Owing to its unique multifunctionality, Ni has been extensively employed in diverse catalytic systems; however, its performance is severely constrained by pronounced coking that results in rapid catalyst deactivation. Herein, we report a strategy for enhancing coke resistance of Ni-based catalyst by surface modification with interfacial AlOx. Specifically, AlOx ensembles were constructed on supported Ni nanoparticles by high-temperature reduction, generating abundant Ni-Al interfaces. This strengthens Ni-Al electronic interactions and decreases the electron density of Ni domains, thereby attenuating the surface basicity.
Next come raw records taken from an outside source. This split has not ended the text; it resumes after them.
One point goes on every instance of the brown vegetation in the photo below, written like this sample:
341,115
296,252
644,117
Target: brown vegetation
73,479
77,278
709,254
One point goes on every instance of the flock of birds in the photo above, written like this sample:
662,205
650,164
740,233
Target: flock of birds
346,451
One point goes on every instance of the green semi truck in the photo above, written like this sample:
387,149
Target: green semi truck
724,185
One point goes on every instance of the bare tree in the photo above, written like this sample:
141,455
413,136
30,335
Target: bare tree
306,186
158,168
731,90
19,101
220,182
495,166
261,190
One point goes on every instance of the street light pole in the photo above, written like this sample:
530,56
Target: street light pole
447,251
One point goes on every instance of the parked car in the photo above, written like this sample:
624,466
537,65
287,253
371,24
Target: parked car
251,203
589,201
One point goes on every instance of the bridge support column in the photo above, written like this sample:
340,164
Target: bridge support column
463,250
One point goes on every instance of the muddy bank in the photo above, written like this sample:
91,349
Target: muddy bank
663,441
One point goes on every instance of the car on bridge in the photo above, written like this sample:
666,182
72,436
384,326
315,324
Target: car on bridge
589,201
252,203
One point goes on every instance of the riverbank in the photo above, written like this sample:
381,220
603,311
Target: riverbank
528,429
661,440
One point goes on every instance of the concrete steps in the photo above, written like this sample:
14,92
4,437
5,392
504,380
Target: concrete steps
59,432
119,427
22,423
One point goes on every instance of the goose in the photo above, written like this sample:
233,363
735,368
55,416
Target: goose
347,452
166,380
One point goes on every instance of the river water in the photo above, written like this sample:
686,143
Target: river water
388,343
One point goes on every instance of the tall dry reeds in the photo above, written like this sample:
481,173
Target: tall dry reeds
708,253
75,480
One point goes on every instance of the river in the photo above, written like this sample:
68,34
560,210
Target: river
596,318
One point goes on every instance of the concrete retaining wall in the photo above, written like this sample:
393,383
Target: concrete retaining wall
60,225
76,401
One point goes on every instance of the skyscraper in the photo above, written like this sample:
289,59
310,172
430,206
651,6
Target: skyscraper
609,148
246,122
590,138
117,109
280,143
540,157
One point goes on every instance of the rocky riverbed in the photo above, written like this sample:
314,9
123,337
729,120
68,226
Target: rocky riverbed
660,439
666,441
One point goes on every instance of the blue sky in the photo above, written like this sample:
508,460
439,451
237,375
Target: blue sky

In tandem aqueous-phase reforming (APR, for hydrogen generation) and C-O bond hydrogenolysis (for depolymerization of etheric aromatics), this tailored surface property substantially raises the energy barrier for aldol condensation of APR intermediates—a key undesired side reaction responsible for carbon-chain growth. Consequently, carbonaceous deposition is suppressed, enabling durable tandem APR-hydrogenolysis. In contrast to bare Ni nanoparticles that undergo near-complete deactivation within six cycles, the AlOx-modified Ni sustains stable APRhydrogenolysis performance. This work provides an interface-engineering strategy to enhance the coke resistance while preserving the essential functionalities of the catalysts.